Sporting News' Chris Bahr believes that Lee's hesitation might be a bad sign for the Yankees:
"The Yankees reportedly have a seven-year offer worth approximately $160 million on the table for Lee. That offer is believed to be more lucrative in terms of dollars and years than the Rangers' offer, which was made in person to Lee in his hometown of Little Rock, Ark., on Thursday."
Sports Illustrated's baseball insider Jon Heyman, who seems to be the go-to guy for information related to the bidding war, thinks the Yankees have the upper hand.
"New York Yankees have a big advantage over the Texas Rangers in terms of total guaranteed dollars offered and also have one more guaranteed year currently on the table," wrote Heyman on Saturday morning.

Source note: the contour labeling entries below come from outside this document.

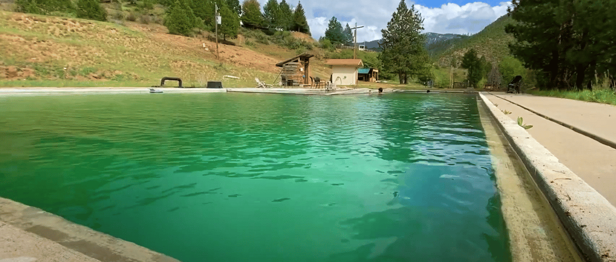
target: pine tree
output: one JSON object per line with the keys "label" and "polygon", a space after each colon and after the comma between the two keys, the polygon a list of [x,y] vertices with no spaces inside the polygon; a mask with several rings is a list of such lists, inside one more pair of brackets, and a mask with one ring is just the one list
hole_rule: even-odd
{"label": "pine tree", "polygon": [[298,7],[295,8],[295,12],[293,13],[293,25],[291,27],[291,30],[312,35],[301,2],[298,2]]}
{"label": "pine tree", "polygon": [[177,0],[167,11],[164,26],[169,33],[190,36],[195,28],[196,17],[185,0]]}
{"label": "pine tree", "polygon": [[268,0],[263,6],[263,18],[266,27],[270,29],[278,27],[280,21],[280,8],[276,0]]}
{"label": "pine tree", "polygon": [[383,39],[379,46],[383,49],[380,58],[384,69],[397,74],[400,84],[407,83],[410,76],[419,76],[428,71],[426,36],[419,33],[424,29],[423,23],[415,7],[408,9],[401,0],[387,28],[381,30]]}
{"label": "pine tree", "polygon": [[237,36],[237,31],[240,28],[240,17],[224,2],[221,3],[221,6],[219,12],[222,17],[222,24],[219,28],[219,32],[225,40],[227,36],[234,38]]}
{"label": "pine tree", "polygon": [[240,6],[240,0],[225,0],[227,7],[239,16],[241,14],[241,7]]}
{"label": "pine tree", "polygon": [[[348,25],[347,24],[347,27]],[[336,17],[331,17],[331,19],[330,19],[330,23],[327,24],[327,30],[325,30],[325,39],[329,39],[334,45],[346,43],[347,39],[342,31],[342,25],[336,18]]]}
{"label": "pine tree", "polygon": [[[220,1],[219,0],[219,1]],[[190,8],[195,15],[203,21],[205,25],[214,27],[214,2],[209,0],[192,0]]]}
{"label": "pine tree", "polygon": [[280,28],[285,30],[290,30],[293,26],[293,11],[286,1],[282,0],[278,4]]}
{"label": "pine tree", "polygon": [[479,59],[477,56],[477,52],[474,49],[470,49],[462,57],[463,68],[468,70],[467,76],[469,83],[472,87],[477,88],[477,84],[484,78],[484,76],[487,73],[487,61],[485,58]]}
{"label": "pine tree", "polygon": [[263,24],[261,6],[257,0],[245,0],[242,6],[244,14],[241,15],[241,21],[244,25],[260,27]]}
{"label": "pine tree", "polygon": [[100,6],[99,0],[78,0],[77,17],[98,21],[107,20],[107,12]]}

"The dollar figure attached to the Yankees' seven-year bid isn't known, but since their original six-year bid was for about $138 million, it would be surprising if their seven-year offer was for anything less than $150 million; it quite possibly could approach the record seven-year, $161 million contract they bestowed on CC Sabathia."
An interesting tidbit is the misconception that Lee can make more money with the Rangers because of state-income taxes.
"Beyond the fact that Lee is an Arkansas resident," writes Heyman. "He'd only be responsible for New York taxes for 81 home dates each year. Over the course of a seven-year contract, the tax differential would be expected to be no more than $1 to $2 million."